"Well, what?" the man continued.
"That wretch," the landlady answered, "has had the audacity to touch my children's doll!"
"So much noise about that!" the man said. "Well, suppose that she did play with the doll!"
"She has touched it with her dirty hands," the landlady continued,—"her frightful hands."
Here Cosette redoubled her sobs.
"Will you be quiet?" her mistress yelled.

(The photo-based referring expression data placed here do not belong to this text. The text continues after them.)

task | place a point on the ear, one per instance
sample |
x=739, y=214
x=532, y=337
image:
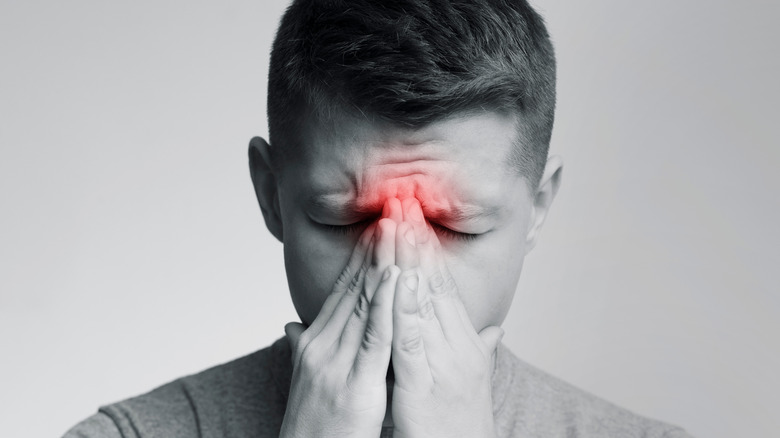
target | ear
x=542, y=199
x=266, y=185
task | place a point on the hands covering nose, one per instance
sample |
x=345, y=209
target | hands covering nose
x=395, y=298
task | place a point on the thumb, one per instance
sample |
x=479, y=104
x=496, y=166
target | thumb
x=491, y=336
x=293, y=331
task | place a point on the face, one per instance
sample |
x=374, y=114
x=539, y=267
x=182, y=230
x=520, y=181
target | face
x=480, y=207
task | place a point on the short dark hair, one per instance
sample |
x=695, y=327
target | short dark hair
x=415, y=62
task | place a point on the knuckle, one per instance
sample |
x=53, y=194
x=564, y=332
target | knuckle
x=426, y=310
x=411, y=344
x=309, y=362
x=345, y=277
x=362, y=306
x=372, y=337
x=437, y=284
x=357, y=281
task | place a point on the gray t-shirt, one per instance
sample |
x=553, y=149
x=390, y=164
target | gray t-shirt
x=247, y=398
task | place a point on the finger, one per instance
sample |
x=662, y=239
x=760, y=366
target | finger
x=293, y=331
x=383, y=253
x=406, y=255
x=375, y=335
x=410, y=364
x=360, y=256
x=392, y=210
x=414, y=215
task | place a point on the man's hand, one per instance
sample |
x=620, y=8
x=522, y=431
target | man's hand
x=442, y=366
x=340, y=362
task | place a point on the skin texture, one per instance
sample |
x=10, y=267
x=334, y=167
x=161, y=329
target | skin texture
x=401, y=190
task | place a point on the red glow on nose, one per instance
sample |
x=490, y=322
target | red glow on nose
x=432, y=194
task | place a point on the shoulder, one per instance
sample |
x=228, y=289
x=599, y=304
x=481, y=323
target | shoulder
x=535, y=403
x=240, y=398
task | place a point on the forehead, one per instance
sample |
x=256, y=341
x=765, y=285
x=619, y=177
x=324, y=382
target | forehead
x=455, y=162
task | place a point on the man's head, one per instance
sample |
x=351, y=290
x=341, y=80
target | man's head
x=449, y=102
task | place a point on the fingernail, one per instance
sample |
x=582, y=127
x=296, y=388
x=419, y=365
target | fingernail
x=415, y=212
x=411, y=282
x=409, y=235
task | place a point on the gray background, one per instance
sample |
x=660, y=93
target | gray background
x=132, y=250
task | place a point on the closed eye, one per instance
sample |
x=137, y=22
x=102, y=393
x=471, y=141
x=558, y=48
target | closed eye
x=452, y=234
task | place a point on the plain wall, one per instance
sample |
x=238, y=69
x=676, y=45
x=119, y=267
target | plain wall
x=132, y=250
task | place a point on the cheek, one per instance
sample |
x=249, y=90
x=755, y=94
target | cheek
x=487, y=275
x=313, y=262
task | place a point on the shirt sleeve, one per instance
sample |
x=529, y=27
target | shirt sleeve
x=99, y=425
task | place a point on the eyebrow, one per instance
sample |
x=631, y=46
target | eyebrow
x=351, y=208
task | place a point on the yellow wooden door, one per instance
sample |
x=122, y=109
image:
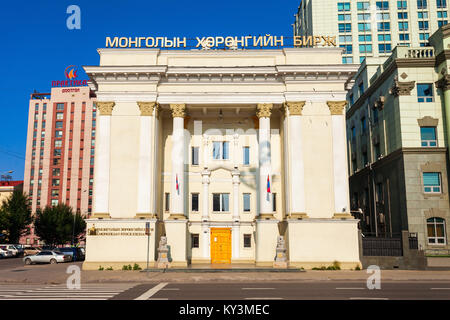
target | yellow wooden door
x=220, y=245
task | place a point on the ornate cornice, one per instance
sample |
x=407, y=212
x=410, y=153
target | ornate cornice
x=402, y=88
x=443, y=83
x=294, y=108
x=336, y=107
x=264, y=110
x=105, y=108
x=178, y=110
x=146, y=108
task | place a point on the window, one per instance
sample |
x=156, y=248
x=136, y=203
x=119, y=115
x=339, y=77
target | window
x=423, y=25
x=384, y=26
x=382, y=5
x=402, y=5
x=246, y=202
x=221, y=202
x=343, y=6
x=194, y=202
x=246, y=156
x=362, y=27
x=404, y=36
x=428, y=136
x=221, y=150
x=194, y=240
x=421, y=4
x=363, y=6
x=247, y=240
x=403, y=26
x=344, y=17
x=194, y=154
x=345, y=27
x=348, y=48
x=347, y=60
x=365, y=38
x=402, y=15
x=384, y=47
x=345, y=38
x=436, y=231
x=431, y=182
x=167, y=199
x=441, y=3
x=424, y=92
x=365, y=48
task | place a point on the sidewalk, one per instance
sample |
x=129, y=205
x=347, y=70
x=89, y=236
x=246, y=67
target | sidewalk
x=56, y=274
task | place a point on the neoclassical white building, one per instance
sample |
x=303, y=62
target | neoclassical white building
x=221, y=151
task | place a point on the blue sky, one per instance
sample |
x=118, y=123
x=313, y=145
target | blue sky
x=36, y=45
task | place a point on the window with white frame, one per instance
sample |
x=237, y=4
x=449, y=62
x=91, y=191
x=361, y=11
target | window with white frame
x=221, y=202
x=221, y=150
x=432, y=182
x=436, y=231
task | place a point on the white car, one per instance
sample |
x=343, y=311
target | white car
x=10, y=248
x=47, y=256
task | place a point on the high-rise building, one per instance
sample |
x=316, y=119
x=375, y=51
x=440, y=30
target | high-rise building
x=397, y=138
x=59, y=165
x=371, y=28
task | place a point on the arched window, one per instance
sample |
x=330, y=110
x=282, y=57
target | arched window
x=436, y=230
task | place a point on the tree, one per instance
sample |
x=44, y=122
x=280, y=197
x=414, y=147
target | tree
x=15, y=216
x=55, y=224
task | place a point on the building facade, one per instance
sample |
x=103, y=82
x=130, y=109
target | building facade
x=221, y=152
x=398, y=144
x=371, y=28
x=59, y=165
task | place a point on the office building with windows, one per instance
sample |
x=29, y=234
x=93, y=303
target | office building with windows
x=221, y=152
x=371, y=28
x=59, y=165
x=397, y=131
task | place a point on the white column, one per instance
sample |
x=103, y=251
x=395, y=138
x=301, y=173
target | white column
x=102, y=160
x=265, y=198
x=145, y=173
x=341, y=193
x=205, y=196
x=177, y=195
x=296, y=169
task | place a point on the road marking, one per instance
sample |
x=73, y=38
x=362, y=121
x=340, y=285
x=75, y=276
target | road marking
x=369, y=298
x=152, y=291
x=262, y=298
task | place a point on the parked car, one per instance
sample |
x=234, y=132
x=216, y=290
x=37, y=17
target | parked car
x=31, y=250
x=9, y=247
x=46, y=256
x=75, y=253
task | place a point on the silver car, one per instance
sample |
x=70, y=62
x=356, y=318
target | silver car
x=46, y=256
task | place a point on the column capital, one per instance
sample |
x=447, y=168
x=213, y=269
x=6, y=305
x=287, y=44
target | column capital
x=105, y=107
x=336, y=107
x=294, y=108
x=146, y=107
x=264, y=110
x=178, y=110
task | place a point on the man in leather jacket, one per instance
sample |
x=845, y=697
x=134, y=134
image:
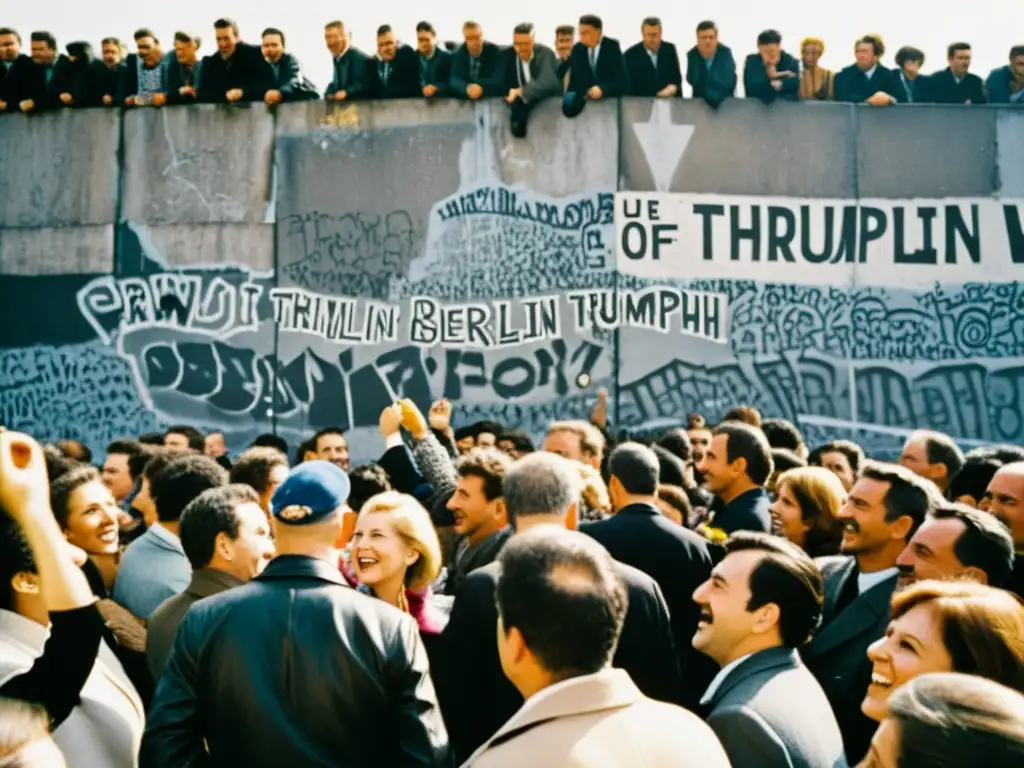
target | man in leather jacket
x=296, y=668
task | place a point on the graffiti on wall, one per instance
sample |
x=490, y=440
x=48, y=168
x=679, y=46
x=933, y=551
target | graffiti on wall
x=865, y=318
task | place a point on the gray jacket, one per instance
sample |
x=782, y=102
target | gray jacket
x=769, y=712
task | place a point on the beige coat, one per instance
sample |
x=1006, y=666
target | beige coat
x=600, y=721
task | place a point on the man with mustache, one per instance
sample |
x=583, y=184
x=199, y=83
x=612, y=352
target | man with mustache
x=958, y=542
x=886, y=506
x=761, y=603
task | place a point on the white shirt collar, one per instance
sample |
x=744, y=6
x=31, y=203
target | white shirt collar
x=159, y=531
x=866, y=581
x=560, y=686
x=720, y=678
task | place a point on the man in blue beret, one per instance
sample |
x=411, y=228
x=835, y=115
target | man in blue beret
x=296, y=668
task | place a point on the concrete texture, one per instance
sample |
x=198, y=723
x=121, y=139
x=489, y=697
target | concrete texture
x=744, y=147
x=71, y=250
x=58, y=169
x=926, y=151
x=202, y=165
x=1010, y=152
x=155, y=306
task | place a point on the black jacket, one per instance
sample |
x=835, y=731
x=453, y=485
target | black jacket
x=644, y=80
x=108, y=79
x=943, y=89
x=716, y=84
x=291, y=82
x=436, y=72
x=854, y=86
x=679, y=561
x=838, y=653
x=402, y=78
x=350, y=75
x=609, y=73
x=757, y=84
x=128, y=84
x=489, y=76
x=477, y=698
x=27, y=80
x=246, y=70
x=295, y=669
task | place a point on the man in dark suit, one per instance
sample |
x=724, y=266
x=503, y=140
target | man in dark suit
x=771, y=73
x=530, y=76
x=183, y=69
x=711, y=70
x=476, y=698
x=761, y=603
x=113, y=53
x=914, y=85
x=395, y=71
x=1005, y=85
x=475, y=66
x=867, y=81
x=735, y=467
x=954, y=85
x=885, y=507
x=144, y=76
x=350, y=66
x=653, y=64
x=42, y=82
x=237, y=72
x=434, y=61
x=564, y=40
x=597, y=69
x=676, y=558
x=12, y=62
x=289, y=83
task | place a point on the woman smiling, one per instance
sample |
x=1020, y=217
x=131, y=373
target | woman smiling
x=947, y=627
x=396, y=557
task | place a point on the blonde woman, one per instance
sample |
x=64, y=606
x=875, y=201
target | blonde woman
x=396, y=556
x=806, y=509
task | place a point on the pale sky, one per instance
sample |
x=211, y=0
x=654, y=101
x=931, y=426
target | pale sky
x=990, y=26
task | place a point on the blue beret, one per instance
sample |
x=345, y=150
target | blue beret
x=311, y=491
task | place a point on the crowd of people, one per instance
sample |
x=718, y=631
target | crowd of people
x=719, y=595
x=594, y=67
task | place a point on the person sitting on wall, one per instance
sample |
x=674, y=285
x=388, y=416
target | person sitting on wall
x=289, y=83
x=653, y=64
x=597, y=69
x=867, y=81
x=771, y=74
x=237, y=72
x=954, y=85
x=475, y=66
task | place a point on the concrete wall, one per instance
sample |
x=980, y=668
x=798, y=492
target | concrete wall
x=167, y=265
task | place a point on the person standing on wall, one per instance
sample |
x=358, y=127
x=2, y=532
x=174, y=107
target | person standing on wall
x=237, y=72
x=597, y=69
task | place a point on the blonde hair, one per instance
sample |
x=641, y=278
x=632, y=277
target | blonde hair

The man went straight to the street door, opened it, and walked out; the landlady took advantage of his absence to give Cosette a kick under the table, which made her scream. The door opened again, and the man reappeared, carrying in his hands the fabulous doll to which we have alluded, and which all the village children had been contemplating since the morning. He placed it on its legs before Cosette, saying,—
"Here, this is for you."
We must suppose that, during the hour he had been sitting in a reverie, he had confusedly noticed the toyman's shop, which was so brilliantly lit with lamps and candles that it could be seen through the tap-room window like an illumination. Cosette raised her eyes: she had looked at the man coming toward her with the doll, as if he were the sun; she heard the extraordinary words "This is for you;" she looked at him, looked at the doll, then drew back slowly, and concealed herself entirely in a corner under the table. She did not cry, she did not speak, but looked as if she dared hardly breathe. The landlady, Éponine, and Azelma were so many statues: the topers themselves had stopped drinking, and there was a solemn silence in the tap-room. The mother, petrified and dumb, began her conjectures again. "Who is this man? Is he poor, or a millionnaire? He is, perhaps, both; that is to say, a thief." The husband's face offered that expressive wrinkle which marks the human face each time that the ruling instinct appears on it with all its bestial power. The landlord looked in turn at the doll and the traveller: he seemed to be sniffing round the man, as he would have done round a money-bag. This only lasted for a second; then he went up to his wife and whispered:
"That machine costs at least thirty francs. No nonsense; crawl in the dust before the man."